Muitas recordações podem ser invocadas sobre o mês que se encerrou – o primeiro mês que o interino assumiu plenamente, e de maneira indevida, a Chefia do Executivo Federal, feriado do dia 07, a campanha de conscientização sobre a prevenção do suicídio. Conquanto essa diversidade de fatos, eu prefiro uma que é de índole bem pessoal: a minha atuação junto ao Tribunal do Júri de Duque de Caxias.

Não posso reclamar dos meus colegas; ao contrário, Alexandre, Ana e Juliana se mostraram exemplares Defensores Públicos e demonstraram a mais completa paciência com o neófito (Renata não morra de ciúmes). A equipe com quem trabalhei é digna de elogios.

Todavia, não é o objetivo deste texto discorrer sobre as lembranças afetivas de setembro de 2016. O foco necessita ser outro. É preciso descrever e, principalmente examinar um dado que não passou despercebido, qual seja, dos oito processos penais que foram submetidos à apreciação do chamado Tribunal Popular, todos eles possuíam uma marca comum, que era o abandono ou a renúncia da defesa então constituída após a fase do artigo 422, Código de Processo Penal.

Em um grupo virtual de alcance nacional, questionei os demais Defensores Públicos se já teriam encarado uma situação dessas, isto é, que toda a pauta mensal de julgamentos era oriunda de processos penais que, às vésperas da sessão plenária, a defesa constituída havia simplesmente renunciado ou abandonado o caso. E, para o meu assombro, tomei conhecimento de que se tratava de um expediente rotineiro nos rincões do Brasil.

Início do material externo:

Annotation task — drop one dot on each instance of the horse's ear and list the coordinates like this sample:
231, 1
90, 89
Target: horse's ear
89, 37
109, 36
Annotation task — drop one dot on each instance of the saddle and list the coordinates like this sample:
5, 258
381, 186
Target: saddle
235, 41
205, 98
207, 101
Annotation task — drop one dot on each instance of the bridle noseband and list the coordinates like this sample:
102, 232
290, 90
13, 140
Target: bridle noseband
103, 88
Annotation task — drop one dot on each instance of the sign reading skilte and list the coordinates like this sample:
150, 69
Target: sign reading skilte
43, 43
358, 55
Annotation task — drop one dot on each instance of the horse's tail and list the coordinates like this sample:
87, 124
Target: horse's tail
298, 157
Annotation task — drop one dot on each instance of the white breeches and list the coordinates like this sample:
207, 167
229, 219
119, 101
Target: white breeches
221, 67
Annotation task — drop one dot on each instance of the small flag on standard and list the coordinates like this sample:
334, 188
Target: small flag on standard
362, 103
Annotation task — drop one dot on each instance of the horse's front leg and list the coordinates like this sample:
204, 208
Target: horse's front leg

Não existe outra forma de definir esse recurso praticado por alguns advogados: lamentável. Orgulho-me dos dois anos que exerci a advocacia – inclusive aprendi que se trata de um grave equívoco patrocinar os interesses dos familiares em juízo –, reconheço os valorosos nomes de advogados que se insurgiram nos momentos mais difíceis da história brasileira. Porém, é vergonhosa essa postura que despreza a defesa do acusado e, ainda, indica uma visão distorcida sobre a função da Defensoria Pública.

Ao ser adotado como referencial teórico o pensamento de Alexandre Morais da Rosa, no que se refere à aplicação da teoria dos jogos no processo penal, é perfeitamente possível afirmar que o acusado se encontra prejudicado quando, na véspera de seu julgamento, ocorre o abandono ou a renúncia do advogado. Preferível seria, então, que o jogador habitual remunerado pelo Erário tivesse, desde o início, atuado, quando então as estratégias defensivas tenderiam a seguir o mesmo norte. E isso se afirma porque não são raras as situações em que a tese a ser apresentada no plenário necessita ser totalmente diversa daquela então apresentada, já que não há acervo probatório que sustente o que havia sido afirmado. Quiçá, seja essa a principal explicação para os abandonos e renúncias. E, mesmo naquelas situações em que não ocorre inovação na defesa, não se pode desprezar o fato de que o Defensor Público torna-se um refém do que foi imaginado pelo advogado constituído.

Neste instante, é, portanto, oportuno, já que mencionado, recorrer aos ensinamentos de Alexandre Morais da Rosa, que são potencializados no Tribunal do Júri:

Pode-se diferenciar os jogadores profissionais/habituais dos amadores/eventuais. A qualidade do jogador (habilidade, competência, alto rendimento, remuneração, prêmios, etc.) pode influenciar significativamente o resultado da partida. Daí, a importância, pelo menos, da igualdade de armas entre os jogadores”[1]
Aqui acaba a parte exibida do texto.